Compliance

Federal Information Processing Standards (FIPS)

The Federal Information Processing Standards (FIPS) publications are guidelines that set best practices for software and hardware computer security products.

Why FIPS are important: In many situations, U.S. government agencies can only purchase FIPS-certified products. This is true for almost every federal agency, with the exception of the military and the CIA, which often have more extensive security practices. Many private companies are required by U.S. government regulation to use FIPS-certified products. For example, the Controlled Substances Ordering System (CSOS) regulations (regulations on electronic ordering of controlled substances) require FIPS standards for wholesale, health-care and pharmaceutical companies. Canada, Australia and several other European countries also require FIPS certification. Many private financial companies require FIPS-enabled products. ANSI and ISO are working through the process of adopting some FIPS publications. Some large companies are starting to take the approach that all security products must be FIPS-certified and that they are always used in FIPS mode.

What the National Institute of Science and Technology (NIST) is:
The FIPS publications are created by the National Institute of Science and Technology (NIST). NIST is a non-regulatory federal agency within the U.S. Department of Commerce with approximately 3,000 employees and an estimated annual budget of $771 million. NIST works with industry to develop and apply technology, measurements and standards.

What “FIPS Mode” means:
Products that support one or more FIPS standards can be set into a mode where the product only uses FIPS approved algorithms and methods. In other words, security toolkits typically support both FIPS approved and non-FIPS approved functions. In FIPS mode, the product is incapable of using any non-FIPS approved methods.

What FIPS Certification Programs are:
There is a formal certification program for FIPS. NIST and the Canadian government certify third-party labs. The labs then certify hardware and software products. What does it mean to be “FIPS Certified”? FIPS certification means that your product has been reviewed by a lab for compliance to FIPS 140-2 to at least Level 1 and your product supports at least one FIPS Certified Algorithm. The vast majority of FIPS Certifications are FIPS 140-2 Level I, which is the simplest of four levels. NIST has promised to update FIPS 140-x every five years. There are many supported algorithms, and the algorithm list is occasionally updated.

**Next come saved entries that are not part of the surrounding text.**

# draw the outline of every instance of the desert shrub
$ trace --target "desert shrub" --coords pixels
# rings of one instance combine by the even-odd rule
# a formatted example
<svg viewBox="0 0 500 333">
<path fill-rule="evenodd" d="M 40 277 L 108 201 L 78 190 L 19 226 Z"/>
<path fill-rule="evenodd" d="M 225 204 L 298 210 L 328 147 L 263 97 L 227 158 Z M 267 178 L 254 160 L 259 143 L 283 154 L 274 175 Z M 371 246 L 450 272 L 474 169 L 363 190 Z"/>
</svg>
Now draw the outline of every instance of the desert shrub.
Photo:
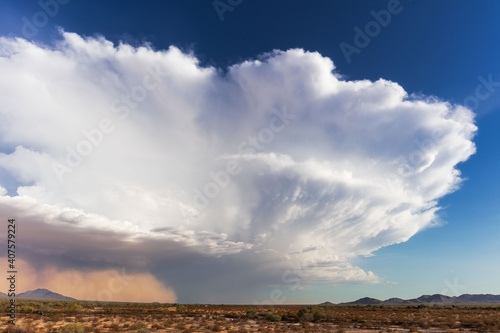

Products and FIPS Certification:
FIPS certification is applicable to the security modules of applications, i.e., any part of an application that employs cryptography. It is common for application software companies to embed or OEM a security module developed by a third party. So, the typical company that seeks FIPS certification is a company focused on delivery of product that provides cryptographic services.

Key FIPS Standards:

• 140-2 standard for Security Requirements for Cryptographic Modules
• 186-2 Digital Signature Standard RSA and DSA
• 180-1 Secure Hash Standard SHA-1
• 180-2 updated Secure Hash Standard SHA-1 plus SHA-256, SHA-384, SHA-512

Summary of the Federal Information Processing Standards:
FIPS can sound complicated, but essentially they state that a security product must itself be well designed and safe. The product has to

1. Protect its own keys
2. Provide for safe API’s
3. Be able to run self tests
4. Have a way to communicate its status
5. Allow for role-based authentication of users

Useful facts to know about FIPS:

• 140-2 dated Dec. 03, 2002, replaces 140-1 dated Jan. 11, 1994. You can no longer get certified for 140-1 just for 140-2
• 180-2 dated Aug. 1, 2002, is an update to 180-1 that simply adds three additional hash algorithms that employ larger key sizes. If you are compliant to 180-2, you also are considered compliant to 180-1.